Quotes for Tuesday delivery at the Algonquin Citygates rose 53 cents to $5.92 but deliveries upstream at Iroquois Waddington dropped 10 cents to $4.56. Gas on Tennessee Zone 6 200 L jumped $1.12 to $6.30.

On Dominion gas came in at $3.37, up 12 cents and on Transco Leidy Tuesday packages changed hands at $3.24, up 30 cents. At Tetco M-3 gas added 6 cents to $3.73 yet gas on its way to New York City on Transco Zone 6 fell 7 cents to $3.83.

Futures traders see some room to still move higher. “I’m thinking $4.15 to $4.20 on the top. We’ll see if the weather can support it, but if it doesn’t I think you will see traders step in and sell,”said a New York floor trader.

“I think last week in the $3.85 to $3.90 area you saw some people covering who had been short from 25 cents lower. Today you might have some new length coming in in the low to mid $3.90s. I don’t know if we’ll reach that number before Thursday, but $4.07 to $4.10 we could see in the next day or two.”

The weather outlook is for more widespread cold. WSI Corp. in its morning six- to 10-day outlook shows below-normal temperatures across most of the country except portions of the Southeast. “[Monday’s] six-10 day forecast is colder across much of the nation with exception of the far Southeast, where the forecast has trended slightly warmer. Confidence in today’s forecast is considered near average standards as models show generally good large-scale agreement through Day nine.”

Risks to the forecast include “temperatures run[ning] warmer than forecast over the East late in the period if the European deterministic model is correct with a more inland track of a potential “Nor’Easter” type low-pressure system tracking up the East Coast.”

Market technicians are nervously expecting the recent strength to continue and see $4.15 in sight as well. “Friday’s inability to stage even the slightest retreat from the pivotal 0.618 retracement at $3.942 strongly suggests a further advance to the $4.120 to 4.169 range,” said Walter Zimmermann, vice president at United-ICAP. “This zone is well within range for this week. However, we continue to be wary of peaking action. ‘Tis the season.’ Along these lines, the bullish sentiment is the highest since May.”

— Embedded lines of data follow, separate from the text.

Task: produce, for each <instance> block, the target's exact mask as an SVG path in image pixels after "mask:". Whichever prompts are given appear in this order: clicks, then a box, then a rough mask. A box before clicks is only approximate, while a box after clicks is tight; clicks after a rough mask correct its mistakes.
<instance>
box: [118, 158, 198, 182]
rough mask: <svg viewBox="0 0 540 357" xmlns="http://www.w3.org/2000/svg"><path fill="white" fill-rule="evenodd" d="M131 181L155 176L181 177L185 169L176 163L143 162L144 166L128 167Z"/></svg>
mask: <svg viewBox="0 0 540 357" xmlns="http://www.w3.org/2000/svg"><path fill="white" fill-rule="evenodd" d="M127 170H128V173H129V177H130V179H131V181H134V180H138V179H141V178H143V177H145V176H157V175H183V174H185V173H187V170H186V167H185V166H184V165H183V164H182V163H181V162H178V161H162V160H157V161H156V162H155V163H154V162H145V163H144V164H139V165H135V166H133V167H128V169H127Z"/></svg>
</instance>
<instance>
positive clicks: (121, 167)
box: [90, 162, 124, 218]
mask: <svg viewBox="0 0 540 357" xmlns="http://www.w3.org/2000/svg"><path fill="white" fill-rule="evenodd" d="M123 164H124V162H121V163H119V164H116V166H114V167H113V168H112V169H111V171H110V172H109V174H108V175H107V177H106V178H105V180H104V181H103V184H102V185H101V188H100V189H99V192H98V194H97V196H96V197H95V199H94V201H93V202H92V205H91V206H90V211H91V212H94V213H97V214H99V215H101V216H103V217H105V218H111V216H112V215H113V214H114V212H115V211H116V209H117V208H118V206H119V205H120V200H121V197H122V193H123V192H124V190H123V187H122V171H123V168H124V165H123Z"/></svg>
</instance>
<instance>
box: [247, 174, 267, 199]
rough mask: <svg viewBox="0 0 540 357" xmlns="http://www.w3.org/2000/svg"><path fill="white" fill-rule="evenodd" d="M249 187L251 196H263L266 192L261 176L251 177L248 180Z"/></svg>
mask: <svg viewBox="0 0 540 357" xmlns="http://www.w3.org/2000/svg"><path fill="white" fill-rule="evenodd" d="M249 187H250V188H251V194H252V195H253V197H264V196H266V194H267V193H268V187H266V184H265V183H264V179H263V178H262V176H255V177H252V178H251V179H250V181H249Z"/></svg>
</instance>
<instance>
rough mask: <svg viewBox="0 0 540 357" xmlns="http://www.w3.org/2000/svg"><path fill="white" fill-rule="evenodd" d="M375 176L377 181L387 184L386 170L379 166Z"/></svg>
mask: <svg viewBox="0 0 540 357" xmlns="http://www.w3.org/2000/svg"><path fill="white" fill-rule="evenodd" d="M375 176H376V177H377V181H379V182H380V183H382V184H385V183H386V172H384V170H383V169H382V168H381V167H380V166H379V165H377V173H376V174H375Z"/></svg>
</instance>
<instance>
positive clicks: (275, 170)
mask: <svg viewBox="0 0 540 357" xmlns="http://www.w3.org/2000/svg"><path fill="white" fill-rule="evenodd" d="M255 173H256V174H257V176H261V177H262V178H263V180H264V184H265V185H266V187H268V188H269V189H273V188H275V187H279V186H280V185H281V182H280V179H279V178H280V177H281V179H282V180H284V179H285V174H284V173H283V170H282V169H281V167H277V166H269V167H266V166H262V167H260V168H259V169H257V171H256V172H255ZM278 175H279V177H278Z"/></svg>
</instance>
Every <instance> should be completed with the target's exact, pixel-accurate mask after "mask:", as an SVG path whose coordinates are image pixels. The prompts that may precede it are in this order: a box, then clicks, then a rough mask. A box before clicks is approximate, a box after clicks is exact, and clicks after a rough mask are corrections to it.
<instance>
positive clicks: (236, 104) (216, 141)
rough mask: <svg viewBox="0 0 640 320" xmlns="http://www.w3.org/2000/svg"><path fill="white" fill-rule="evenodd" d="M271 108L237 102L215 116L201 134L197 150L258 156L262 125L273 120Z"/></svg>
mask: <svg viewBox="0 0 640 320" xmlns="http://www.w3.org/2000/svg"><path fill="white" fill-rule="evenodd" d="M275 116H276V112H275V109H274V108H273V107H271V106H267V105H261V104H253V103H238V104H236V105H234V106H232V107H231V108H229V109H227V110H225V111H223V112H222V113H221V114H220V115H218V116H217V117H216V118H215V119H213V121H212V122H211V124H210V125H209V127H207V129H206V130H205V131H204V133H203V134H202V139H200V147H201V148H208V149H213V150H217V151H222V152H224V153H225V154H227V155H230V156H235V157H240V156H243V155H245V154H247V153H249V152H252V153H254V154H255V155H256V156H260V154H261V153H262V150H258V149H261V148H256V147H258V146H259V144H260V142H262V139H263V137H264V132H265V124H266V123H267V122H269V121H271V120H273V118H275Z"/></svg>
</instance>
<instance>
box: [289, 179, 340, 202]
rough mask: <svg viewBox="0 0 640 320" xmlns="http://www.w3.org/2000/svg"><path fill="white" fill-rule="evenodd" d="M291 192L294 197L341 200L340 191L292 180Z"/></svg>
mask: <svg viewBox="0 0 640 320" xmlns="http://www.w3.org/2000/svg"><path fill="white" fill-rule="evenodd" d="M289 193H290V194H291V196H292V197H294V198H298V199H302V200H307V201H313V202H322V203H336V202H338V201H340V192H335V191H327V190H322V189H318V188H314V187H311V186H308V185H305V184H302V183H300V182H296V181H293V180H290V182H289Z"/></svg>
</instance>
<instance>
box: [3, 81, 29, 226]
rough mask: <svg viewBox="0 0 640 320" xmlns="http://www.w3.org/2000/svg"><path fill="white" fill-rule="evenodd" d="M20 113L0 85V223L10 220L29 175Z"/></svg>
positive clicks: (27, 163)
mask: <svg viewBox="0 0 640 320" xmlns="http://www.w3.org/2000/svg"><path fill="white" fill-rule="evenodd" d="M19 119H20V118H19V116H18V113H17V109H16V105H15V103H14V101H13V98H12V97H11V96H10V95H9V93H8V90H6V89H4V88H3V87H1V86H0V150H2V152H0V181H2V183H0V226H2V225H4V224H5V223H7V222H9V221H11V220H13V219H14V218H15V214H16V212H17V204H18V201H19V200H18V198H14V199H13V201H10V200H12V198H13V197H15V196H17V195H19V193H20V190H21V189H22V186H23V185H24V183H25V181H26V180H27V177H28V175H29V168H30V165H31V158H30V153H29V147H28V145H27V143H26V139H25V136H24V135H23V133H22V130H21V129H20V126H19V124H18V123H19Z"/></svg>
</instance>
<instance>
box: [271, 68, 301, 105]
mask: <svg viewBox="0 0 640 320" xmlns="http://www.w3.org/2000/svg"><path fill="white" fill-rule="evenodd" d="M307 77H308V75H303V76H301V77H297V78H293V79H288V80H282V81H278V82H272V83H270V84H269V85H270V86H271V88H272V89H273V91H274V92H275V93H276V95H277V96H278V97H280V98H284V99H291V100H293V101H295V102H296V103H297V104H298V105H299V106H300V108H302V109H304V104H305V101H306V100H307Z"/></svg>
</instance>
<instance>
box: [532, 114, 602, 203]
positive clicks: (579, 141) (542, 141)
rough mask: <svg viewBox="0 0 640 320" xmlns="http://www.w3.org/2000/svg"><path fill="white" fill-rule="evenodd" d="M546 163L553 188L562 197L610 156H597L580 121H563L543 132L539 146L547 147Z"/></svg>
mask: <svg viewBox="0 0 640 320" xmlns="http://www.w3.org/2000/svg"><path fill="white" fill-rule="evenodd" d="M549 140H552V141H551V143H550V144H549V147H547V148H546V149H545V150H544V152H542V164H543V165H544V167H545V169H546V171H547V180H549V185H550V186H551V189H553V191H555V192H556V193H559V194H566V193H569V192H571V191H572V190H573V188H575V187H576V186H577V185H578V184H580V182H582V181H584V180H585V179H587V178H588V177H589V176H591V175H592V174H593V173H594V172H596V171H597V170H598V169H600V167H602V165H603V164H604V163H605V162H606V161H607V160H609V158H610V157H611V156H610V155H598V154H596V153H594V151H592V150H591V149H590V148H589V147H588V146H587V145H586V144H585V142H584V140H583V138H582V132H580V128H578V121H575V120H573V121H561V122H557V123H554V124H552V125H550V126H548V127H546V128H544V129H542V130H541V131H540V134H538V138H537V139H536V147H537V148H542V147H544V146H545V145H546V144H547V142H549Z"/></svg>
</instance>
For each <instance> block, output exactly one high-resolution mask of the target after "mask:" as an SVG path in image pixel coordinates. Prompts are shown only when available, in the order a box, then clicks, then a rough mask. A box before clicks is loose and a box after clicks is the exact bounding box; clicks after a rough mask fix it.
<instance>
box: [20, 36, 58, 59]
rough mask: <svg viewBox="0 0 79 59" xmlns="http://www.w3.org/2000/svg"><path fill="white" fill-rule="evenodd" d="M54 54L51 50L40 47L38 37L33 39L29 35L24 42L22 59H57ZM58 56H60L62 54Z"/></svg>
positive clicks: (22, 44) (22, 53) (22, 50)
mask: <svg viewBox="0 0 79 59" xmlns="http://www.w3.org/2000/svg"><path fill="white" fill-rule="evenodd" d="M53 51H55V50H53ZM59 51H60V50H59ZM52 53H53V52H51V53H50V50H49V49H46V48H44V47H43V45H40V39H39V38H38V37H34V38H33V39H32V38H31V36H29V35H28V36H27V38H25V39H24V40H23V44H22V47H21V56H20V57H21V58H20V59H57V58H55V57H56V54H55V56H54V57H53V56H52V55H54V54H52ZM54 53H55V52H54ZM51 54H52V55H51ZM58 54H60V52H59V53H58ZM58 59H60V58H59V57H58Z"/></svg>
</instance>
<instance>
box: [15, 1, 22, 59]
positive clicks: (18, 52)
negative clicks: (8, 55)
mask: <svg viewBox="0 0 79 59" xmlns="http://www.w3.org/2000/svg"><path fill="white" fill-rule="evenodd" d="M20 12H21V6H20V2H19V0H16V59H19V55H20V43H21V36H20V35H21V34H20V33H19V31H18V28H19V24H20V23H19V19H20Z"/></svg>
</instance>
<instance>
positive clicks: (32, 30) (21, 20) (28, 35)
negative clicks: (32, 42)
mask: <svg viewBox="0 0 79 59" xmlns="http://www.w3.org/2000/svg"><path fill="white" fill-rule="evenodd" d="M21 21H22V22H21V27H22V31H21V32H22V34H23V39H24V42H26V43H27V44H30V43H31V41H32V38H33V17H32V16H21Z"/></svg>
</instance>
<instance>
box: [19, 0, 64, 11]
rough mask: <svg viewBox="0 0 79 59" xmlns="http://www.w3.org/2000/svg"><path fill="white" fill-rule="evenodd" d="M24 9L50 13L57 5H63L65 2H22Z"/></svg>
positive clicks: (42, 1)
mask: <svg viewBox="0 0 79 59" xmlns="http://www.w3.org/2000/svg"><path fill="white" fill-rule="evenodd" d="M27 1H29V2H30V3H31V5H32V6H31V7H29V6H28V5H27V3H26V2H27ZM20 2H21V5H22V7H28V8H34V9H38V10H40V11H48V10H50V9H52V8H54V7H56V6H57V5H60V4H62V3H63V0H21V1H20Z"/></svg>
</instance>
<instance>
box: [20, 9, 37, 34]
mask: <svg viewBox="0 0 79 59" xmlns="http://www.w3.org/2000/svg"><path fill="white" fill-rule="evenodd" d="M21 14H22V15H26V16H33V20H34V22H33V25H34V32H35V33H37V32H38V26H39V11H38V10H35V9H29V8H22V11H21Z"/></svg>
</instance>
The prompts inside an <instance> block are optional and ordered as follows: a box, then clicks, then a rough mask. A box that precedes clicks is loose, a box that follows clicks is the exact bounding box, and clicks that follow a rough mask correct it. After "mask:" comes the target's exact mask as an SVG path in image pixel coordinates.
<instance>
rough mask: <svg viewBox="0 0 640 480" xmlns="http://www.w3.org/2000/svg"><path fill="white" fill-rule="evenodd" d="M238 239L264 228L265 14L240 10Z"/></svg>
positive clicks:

Analysts see the natural gas market riding the coattails of colder weather for the time being, but they aren’t terribly enthusiastic about long-term price appreciation. “Natural gas closed higher across the board [last week]”, said Mike DeVooght, president of DEVO Capital, a Colorado-based trading and risk management firm. “Colder than average temperatures across numerous areas in the U.S. helped to give the market a boost this past week. But it is difficult to get excited about the upside potential of the gas market at this time. Even at current price levels, we continue to see U.S. natural gas production ratchet higher. On a trading basis, we will hold current positions and will look to add to our short position on rallies approaching the $4 level on the spot contract.”

DeVooght currently advises trading accounts and end-users to stand aside the market while producers and those with exposure to lower prices should hold short the balance of a short November-March strip initiated at $4.50-4.60.